SRSと天羅WAR③

 天羅万象の作者、井上純弌氏は天羅WARのサプリメント「ロストヘブン」の前書きでこういっている。
「天羅は枝葉末節こそが面白いゲームなのだ」と。

 SRSはその性質上、相当品として規定される範囲がかなり限定されている。特にアルシャードにその傾向が顕著だが「フォックステイル相当の猫耳少女」「フォックステイル相当の狼男」という存在は推奨されない。
「フォックステイルはフォックステイルであって、狼男や猫耳少女が登場するというのならそれは別のクラスとして別のルール(リンクスやシリウス)で規定される」というのがSRSのデザイン思想の根本だ。

 天羅は枝葉末節が面白いゲームであるがゆえに、細かい設定、特殊な設定が多い。それを「似たような他のルール」ではなく「それぞれ別のルール」でフォローしようとするのがSRSの思想だ。ゆえに、サプリメント3冊でキャラクタークラスの数が60を超えるという、巨大なシステムになった。装備の数も特技の数も際立って多い。
 例えば、バイク型の金剛機に乗る陸皇騎兵というキャラがいる。「金剛機」でもなく「機面ヨロイ乗り」でもなく「スチームライダー」でもなく、「陸皇騎兵」だ。「陸皇騎兵は金剛機でも機面ヨロイ乗りでもスチームライダーでもないから当たり前だよ!」というのは天羅やテラに詳しい人間の発想で、天羅もテラも知らない人間に金剛機と機面ヨロイ乗りとスチームライダーと陸皇騎兵の違いを説明しろと言われても至難の業だろう。
 ちなみに、天羅WARには何かに乗って戦うクラスが「ヨロイ乗り」「機面ヨロイ乗り」「金剛機」「陸皇騎兵」「ロケットレンジャー」「パラディン」「ドラグーン」とこれだけある(魂だけを機械に封印している金剛機やパワードスーツを着こんでいるロケレンも含むものとして。身体を機械に変えただけの「機人」は除いている)。魔術師系も聖職者などまで含めれば10を越える。

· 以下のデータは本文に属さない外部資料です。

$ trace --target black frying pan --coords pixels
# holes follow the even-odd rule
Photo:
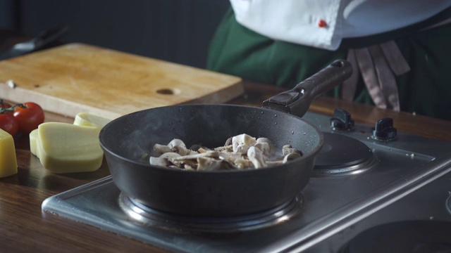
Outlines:
[[[305,187],[323,135],[301,119],[311,100],[352,72],[338,60],[292,90],[264,102],[264,108],[186,105],[131,113],[105,126],[100,145],[113,180],[128,197],[153,209],[183,215],[228,216],[264,211],[294,198]],[[295,114],[297,116],[290,113]],[[291,144],[303,157],[271,167],[190,171],[151,166],[144,153],[173,138],[187,147],[216,148],[241,134],[266,137],[278,148]]]

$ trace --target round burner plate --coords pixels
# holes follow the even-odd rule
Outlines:
[[[338,134],[323,134],[324,145],[316,157],[314,176],[354,174],[375,163],[371,150],[362,141]]]
[[[169,214],[134,201],[123,193],[119,205],[131,220],[177,233],[224,233],[252,231],[282,223],[302,212],[302,195],[273,209],[233,217],[198,217]]]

 これらの違いを明確に語るには「天羅万象」と「テラ・ザ・ガンスリンガー」の知識は必須といってもよい。もちろん「天羅WAR」のルールブックだけあればプレイには困らないが、少なくともルールブックに掲載されている天羅世界とテラ世界の両方の知識にそれなりに造詣が深くないと、特にゲームマスターはデータの量だけで圧倒されることだろう。(*1)
 同じことは、同じ作者(井上純弌氏ではなく小太刀右京氏)の別のゲーム、「カオスフレア」でもいえる。とにかくデータの量が多いのだ。

 知っている人なら、データ量の多さも武器になる。遊んでいて飽きないゲームという、長所として一役買うことだろう。
 しかし、知らない人…例えば、SRSシステムの他のゲームをやったことがあり、たまたま興味を持って天羅WARをやってみようと思った人に、果たしてデータの膨大さは武器になるだろうか?

 ファーストレビューで「天羅WARはこの3冊をもってようやく天羅とテラが遊べるようになった」と書いたが、補足しよう。
 天羅やテラで遊んだことのない人、天羅やテラをそもそも知らない人は、最初は「ロストヘブン」にも「クロッシングポイント」にも手を出さない方が無難だ。特にクロッシングポイントは慣れてからの方がいい。
 逆に昔天羅やテラを遊んだことがある人なら、最初から導入しても楽しく遊べるだろう。


(*1)一応断っておくと「トーキョーNOVAクロニクル」も同じ特徴を持つサプリメントだ。旧版を知っている人、あるいは新版をもうやり尽くして、旧版の範囲にまで手を伸ばそうとしている人、あるいは純粋に知識として旧版の範囲のデータや設定が欲しい人には垂涎のアイテムである。


 世の中とは、ままならないものだ。

 天羅WARやトーキョーNOVA・Dのように、新しいルールで旧版をフォローするとは特に語られたことのないゲームで、これだけ親切(すぎるほど)に過去をフォローしてくれているというのに。旧版の世界設定に対応するためのサプリメントを出すを明言された別のルールでは、発売からもう3年近く経つのにその気配すらない。
 何のゲームのことかって? SW2.0のフォーセリアサプリメントのことである。このままいくと、こっちはもう出ないのかもしれないな。